Study note • PMID 39000879
Assessing the Impact of Neuromuscular Electrical Stimulation-Based Fingerboard Training versus Conventional Fingerboard Training on Finger Flexor Endurance in Intermediate to Advanced Sports Climbers: A Randomized Controlled Study.
Low risk + high feasibility for most athletes.
ELI5
In plain language
Competitive climbers engage in highly structured training regimens to achieve peak performance levels, with efficient time management as a critical aspect. (randomized trial; athletes).
The abstract doesn’t indicate a clear change in VO₂max, Lactate threshold under the tested conditions. Treat this as a signal, not a guarantee; confirm methods and context in the full paper.
Takeaways
What the abstract suggests
- • Study question: Competitive climbers engage in highly structured training regimens to achieve peak performance levels, with efficient time management as a critical aspect.
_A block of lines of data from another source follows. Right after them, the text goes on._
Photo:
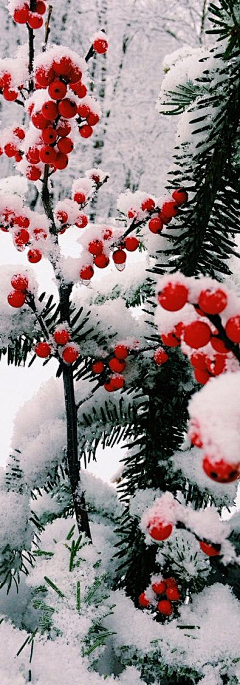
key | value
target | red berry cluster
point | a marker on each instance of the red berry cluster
(116, 364)
(166, 591)
(23, 15)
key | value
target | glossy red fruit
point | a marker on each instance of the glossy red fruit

- • The abstract doesn’t indicate a clear change in VO₂max, Lactate threshold under the tested conditions.
- • Population: athletes.
- • Protocol cues (title/abstract): 4 weeks • 7 weeks.
Protocol
Protocol (as reported)
- • Intervention/exposure: endurance, interval (vs control group).
- • Dose/time/duration cues in abstract/title: 4 weeks • 7 weeks.
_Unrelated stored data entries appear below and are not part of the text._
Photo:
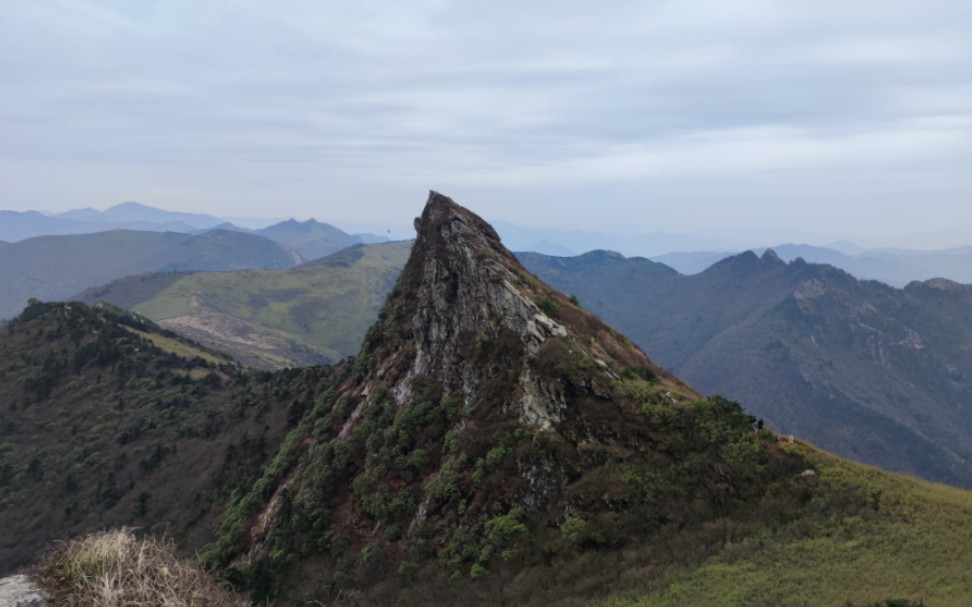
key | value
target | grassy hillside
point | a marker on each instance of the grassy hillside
(56, 267)
(106, 420)
(315, 313)
(311, 239)
(910, 540)
(495, 444)
(863, 369)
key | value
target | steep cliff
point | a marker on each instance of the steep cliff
(491, 425)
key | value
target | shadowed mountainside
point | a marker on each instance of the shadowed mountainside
(878, 374)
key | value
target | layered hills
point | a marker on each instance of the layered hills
(492, 443)
(496, 444)
(56, 267)
(871, 372)
(107, 420)
(875, 373)
(312, 314)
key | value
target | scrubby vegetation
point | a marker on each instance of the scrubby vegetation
(117, 569)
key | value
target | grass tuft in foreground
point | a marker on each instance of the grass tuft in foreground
(115, 568)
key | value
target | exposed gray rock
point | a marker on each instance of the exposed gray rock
(20, 591)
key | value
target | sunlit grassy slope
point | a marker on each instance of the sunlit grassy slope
(311, 314)
(913, 541)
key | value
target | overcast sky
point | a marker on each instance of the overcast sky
(814, 119)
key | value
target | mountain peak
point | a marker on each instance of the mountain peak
(484, 399)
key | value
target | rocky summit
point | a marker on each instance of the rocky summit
(491, 430)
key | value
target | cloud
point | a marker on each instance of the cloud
(747, 98)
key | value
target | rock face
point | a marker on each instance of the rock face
(485, 412)
(19, 591)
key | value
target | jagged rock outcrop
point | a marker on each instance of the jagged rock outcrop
(488, 420)
(20, 591)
- • Outcomes: VO₂max, Lactate threshold.
- • Replication note: abstracts often omit adherence and timing; confirm details before changing training or supplementation.
Fit
Who it helps, and who should skip it
Who it helps
- • Athletes similar to the study population (athletes) working on endurance.
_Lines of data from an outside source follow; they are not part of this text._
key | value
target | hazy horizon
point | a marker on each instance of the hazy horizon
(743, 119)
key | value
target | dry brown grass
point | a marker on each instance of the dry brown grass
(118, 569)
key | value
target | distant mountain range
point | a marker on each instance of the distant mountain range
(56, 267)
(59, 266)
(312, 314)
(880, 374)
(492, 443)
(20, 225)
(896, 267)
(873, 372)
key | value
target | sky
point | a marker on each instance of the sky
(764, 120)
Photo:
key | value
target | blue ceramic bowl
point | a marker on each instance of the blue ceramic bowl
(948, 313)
- • Athletes who can measure VO₂max, Lactate threshold with a repeatable workout or time-trial effort.
Who should skip
- • If you have symptoms or conditions that make the intervention risky, get professional guidance.
- • If you’re near race day and can’t safely test, defer the experiment.
Methods
What the study actually did
- • Design: randomized trial.
- • Population: athletes.
- • Comparator: control group.
- • Outcomes measured: VO₂max, Lactate threshold.
- • Protocol cues mentioned: 4 weeks • 7 weeks.
- • Source: PubMed PMID 39000879 (2024) — Sensors (Basel, Switzerland).
Results excerpt
What the abstract reports
“The findings revealed that despite the lower training volume in the NMES group, no significant differences were observed between the NMES and control groups in climbing-specific endurance.”
Note: excerpts are short; for full context, read the paper.
Limits
Limitations & bias
- • Abstract-only summaries can miss critical details (population, protocol, adherence, and context).
- • Single studies often don’t generalize to your event, history, and training load; treat results as a starting point.
- • If your context differs (elite vs recreational; cycling vs running), adjust expectations and be conservative.
- • This is performance information, not medical advice.